"Öffentlich-rechtlichen Sender zu langsam bei HDTV"
Panasonic-Europachef wettert gegen ARD und ZDF

Für ihre Zurückhaltung beim hochauflösenden Fernsehen HDTV wurden die öffentlich-rechtlichen Sender ARD und ZDF scharf von Panasonic-Europachef Joachim Reinhart kritisiert.

HB BERLIN. "Es ist eine Schande, dass die Fußball-WM in Deutschland nur im Bezahlfernsehen in hoher Auflösung zu sehen sein wird", sagte Reinhart auf der Internationalen Funkausstellung (IFA) in Berlin der dpa. Die Industrie könnte jederzeit in erforderlicher Stückzahl die notwendige Produktionstechnik für hochauflösendes High-Definition- Fernsehen liefern.
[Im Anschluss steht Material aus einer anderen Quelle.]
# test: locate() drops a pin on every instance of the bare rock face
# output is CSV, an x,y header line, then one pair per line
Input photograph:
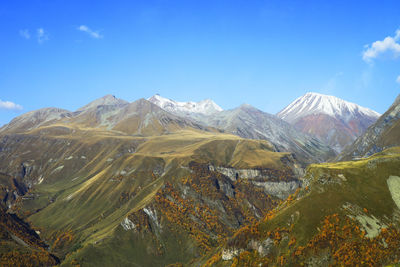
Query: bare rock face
x,y
383,134
332,120
263,178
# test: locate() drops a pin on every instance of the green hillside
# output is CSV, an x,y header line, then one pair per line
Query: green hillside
x,y
346,214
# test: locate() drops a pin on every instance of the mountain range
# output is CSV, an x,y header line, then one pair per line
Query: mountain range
x,y
158,182
334,121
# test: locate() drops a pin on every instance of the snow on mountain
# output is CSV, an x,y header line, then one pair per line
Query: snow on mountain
x,y
331,119
107,100
205,107
249,122
315,103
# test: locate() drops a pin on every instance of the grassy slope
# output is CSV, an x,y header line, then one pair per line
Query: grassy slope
x,y
364,187
80,207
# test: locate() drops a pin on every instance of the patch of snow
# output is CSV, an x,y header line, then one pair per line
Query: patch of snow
x,y
58,169
315,103
205,107
128,224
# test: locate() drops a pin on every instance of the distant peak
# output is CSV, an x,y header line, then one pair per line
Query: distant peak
x,y
105,100
317,103
205,107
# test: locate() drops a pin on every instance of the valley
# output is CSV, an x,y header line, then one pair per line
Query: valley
x,y
133,184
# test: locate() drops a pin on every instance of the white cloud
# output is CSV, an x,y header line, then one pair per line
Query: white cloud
x,y
9,105
388,46
25,34
94,34
42,35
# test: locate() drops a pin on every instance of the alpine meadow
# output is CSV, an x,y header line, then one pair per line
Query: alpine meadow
x,y
199,133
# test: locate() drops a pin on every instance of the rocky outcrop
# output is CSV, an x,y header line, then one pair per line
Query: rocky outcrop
x,y
265,178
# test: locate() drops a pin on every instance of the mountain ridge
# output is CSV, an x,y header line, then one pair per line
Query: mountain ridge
x,y
333,120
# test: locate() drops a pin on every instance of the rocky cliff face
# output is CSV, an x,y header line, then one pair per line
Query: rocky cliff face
x,y
267,179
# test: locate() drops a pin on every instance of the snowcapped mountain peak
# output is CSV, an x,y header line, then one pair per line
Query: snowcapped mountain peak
x,y
105,100
315,103
205,107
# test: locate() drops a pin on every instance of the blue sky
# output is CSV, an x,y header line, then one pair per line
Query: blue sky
x,y
264,53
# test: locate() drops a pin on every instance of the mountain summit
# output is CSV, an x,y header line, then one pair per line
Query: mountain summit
x,y
331,119
205,107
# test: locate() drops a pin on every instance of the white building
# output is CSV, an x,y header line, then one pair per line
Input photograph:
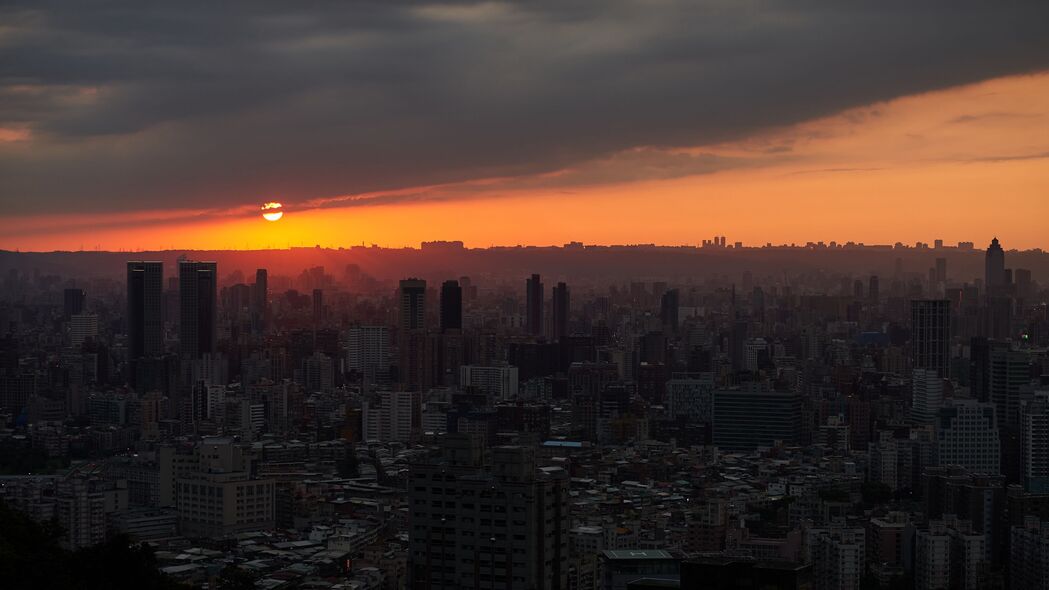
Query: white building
x,y
367,353
690,397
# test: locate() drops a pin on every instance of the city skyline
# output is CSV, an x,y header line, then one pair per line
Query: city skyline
x,y
495,295
779,149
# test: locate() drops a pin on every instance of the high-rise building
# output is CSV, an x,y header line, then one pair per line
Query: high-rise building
x,y
745,420
219,496
926,395
497,382
949,554
412,304
72,301
260,299
561,306
391,416
967,437
669,303
451,306
83,328
1029,554
476,523
367,353
1034,444
994,269
318,308
930,335
941,271
533,306
145,324
1007,375
197,294
837,556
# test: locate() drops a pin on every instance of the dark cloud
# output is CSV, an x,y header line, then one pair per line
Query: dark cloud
x,y
135,105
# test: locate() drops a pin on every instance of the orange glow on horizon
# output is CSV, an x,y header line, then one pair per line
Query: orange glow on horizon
x,y
963,164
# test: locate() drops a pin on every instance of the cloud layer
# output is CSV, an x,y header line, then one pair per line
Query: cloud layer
x,y
128,106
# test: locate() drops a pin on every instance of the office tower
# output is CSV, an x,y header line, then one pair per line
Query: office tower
x,y
318,307
83,328
1008,373
261,290
197,329
668,311
1034,444
1029,554
367,353
451,306
746,420
994,269
414,349
412,304
391,416
966,436
926,395
145,324
1022,280
72,302
474,523
930,335
689,397
219,496
941,270
80,511
260,300
561,303
837,556
497,383
533,306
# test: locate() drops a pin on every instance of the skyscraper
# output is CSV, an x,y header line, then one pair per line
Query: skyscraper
x,y
318,307
451,306
994,264
260,300
668,311
533,306
561,306
966,436
412,304
930,335
926,395
197,293
145,291
72,302
475,523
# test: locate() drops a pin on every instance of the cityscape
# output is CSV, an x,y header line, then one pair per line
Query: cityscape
x,y
493,295
338,428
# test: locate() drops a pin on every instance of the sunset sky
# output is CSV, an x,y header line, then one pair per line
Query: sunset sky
x,y
608,122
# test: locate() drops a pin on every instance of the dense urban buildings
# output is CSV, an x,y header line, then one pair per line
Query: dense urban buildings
x,y
343,426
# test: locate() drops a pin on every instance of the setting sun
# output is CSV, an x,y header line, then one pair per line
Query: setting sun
x,y
272,211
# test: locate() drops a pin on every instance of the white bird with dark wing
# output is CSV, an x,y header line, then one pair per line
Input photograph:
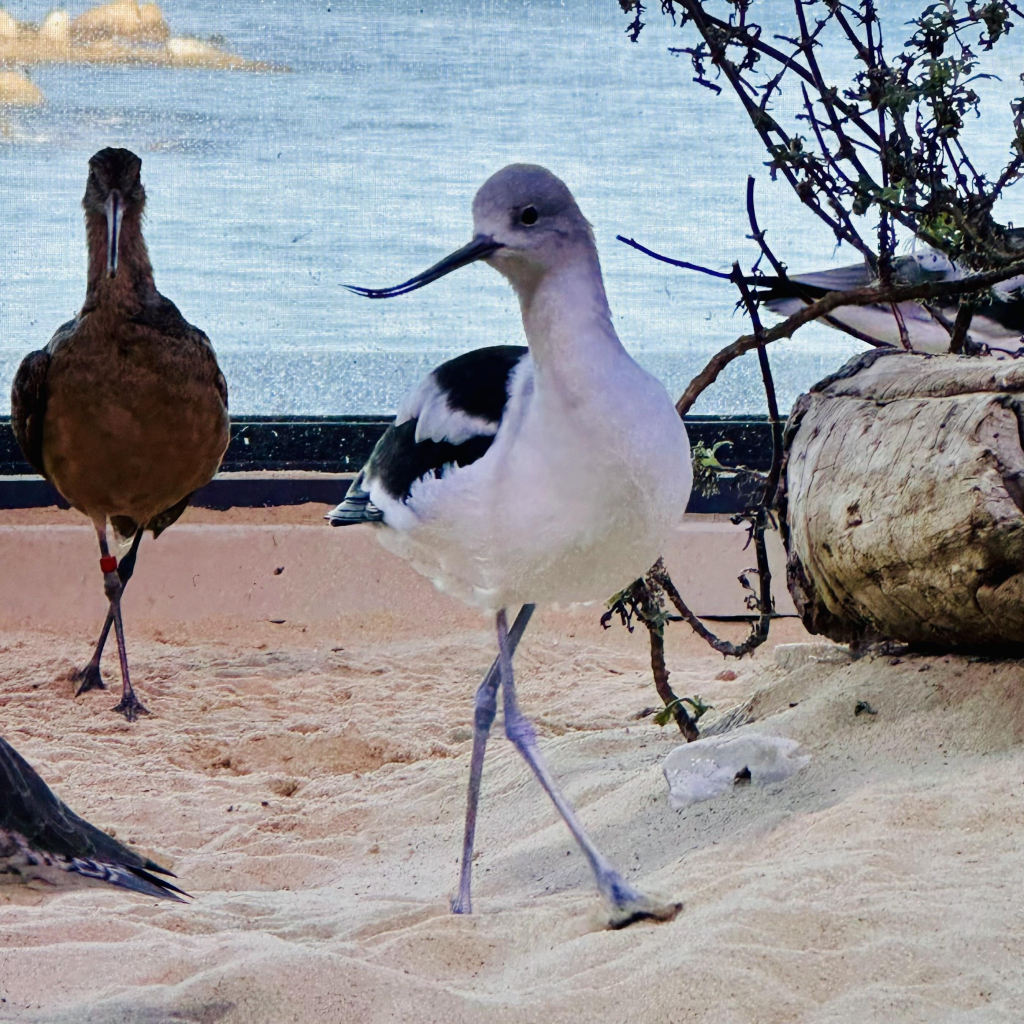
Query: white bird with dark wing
x,y
518,475
997,323
43,841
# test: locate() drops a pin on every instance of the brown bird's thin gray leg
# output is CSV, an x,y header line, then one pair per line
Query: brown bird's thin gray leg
x,y
90,678
483,717
628,904
129,706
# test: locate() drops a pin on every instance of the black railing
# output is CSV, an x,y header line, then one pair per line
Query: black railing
x,y
334,444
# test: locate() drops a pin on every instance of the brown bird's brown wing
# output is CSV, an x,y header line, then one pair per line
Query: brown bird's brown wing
x,y
168,517
29,395
164,316
28,407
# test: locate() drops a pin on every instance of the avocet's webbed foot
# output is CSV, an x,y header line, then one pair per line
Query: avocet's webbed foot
x,y
88,678
641,907
130,707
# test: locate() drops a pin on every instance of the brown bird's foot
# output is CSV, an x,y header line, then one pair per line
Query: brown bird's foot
x,y
130,707
644,908
88,679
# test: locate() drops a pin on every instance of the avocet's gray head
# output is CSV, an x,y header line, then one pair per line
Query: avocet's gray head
x,y
525,221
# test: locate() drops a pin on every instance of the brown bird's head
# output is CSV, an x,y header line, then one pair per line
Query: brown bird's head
x,y
113,190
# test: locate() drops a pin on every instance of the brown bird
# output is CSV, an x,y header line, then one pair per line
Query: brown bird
x,y
125,411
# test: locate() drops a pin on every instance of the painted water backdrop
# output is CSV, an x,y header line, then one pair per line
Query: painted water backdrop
x,y
268,192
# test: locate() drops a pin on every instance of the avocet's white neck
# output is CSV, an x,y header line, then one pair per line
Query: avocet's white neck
x,y
566,317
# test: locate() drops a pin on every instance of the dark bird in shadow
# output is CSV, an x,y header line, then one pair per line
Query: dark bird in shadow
x,y
43,840
125,411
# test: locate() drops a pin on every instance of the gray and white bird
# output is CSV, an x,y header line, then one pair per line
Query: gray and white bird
x,y
998,322
43,841
513,476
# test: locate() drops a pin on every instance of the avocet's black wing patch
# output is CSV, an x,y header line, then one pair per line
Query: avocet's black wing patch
x,y
39,832
451,418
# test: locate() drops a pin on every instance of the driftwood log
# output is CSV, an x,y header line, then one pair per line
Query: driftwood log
x,y
901,501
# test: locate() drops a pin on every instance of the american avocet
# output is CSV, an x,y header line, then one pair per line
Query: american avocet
x,y
513,476
125,411
43,840
997,322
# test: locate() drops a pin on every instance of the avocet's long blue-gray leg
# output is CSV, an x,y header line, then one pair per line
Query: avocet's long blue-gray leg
x,y
628,904
129,706
89,678
483,717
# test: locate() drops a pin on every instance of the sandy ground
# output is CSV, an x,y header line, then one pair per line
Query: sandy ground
x,y
307,782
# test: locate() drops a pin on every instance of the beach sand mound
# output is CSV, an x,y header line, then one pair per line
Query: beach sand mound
x,y
307,785
18,90
122,19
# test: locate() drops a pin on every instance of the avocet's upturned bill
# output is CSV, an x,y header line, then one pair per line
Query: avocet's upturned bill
x,y
513,476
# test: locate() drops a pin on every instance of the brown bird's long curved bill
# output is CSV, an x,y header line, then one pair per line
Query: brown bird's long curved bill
x,y
479,248
115,210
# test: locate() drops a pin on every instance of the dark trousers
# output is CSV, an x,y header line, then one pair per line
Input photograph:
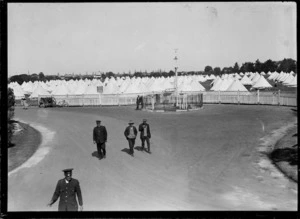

Das Format ermöglicht durch die höhere Anzahl der Bildpunkte auf dem Bildschirm eine deutliche Verbesserung der Bildqualität. Der Umstieg auf die höhere Auflösung macht letztlich den Austausch der gesamten Infrastruktur vom Fernseher oder Recorder bis hin zur Produktionstechnik der Sender notwendig.

Panasonic rechnet mit einem schnellen Vormarsch der Technik in Europa. Bis 2008 sollen nach Markterhebungen bis zu 15 Millionen HD-fähige Fernsehgeräte verkauft werden. Eine hochauflösende Videokamera im Taschenformat, wie sie Panasonic auf der IFA zeigte, könnte in zwei Jahren auf dem Markt sein, sagte Reinhart.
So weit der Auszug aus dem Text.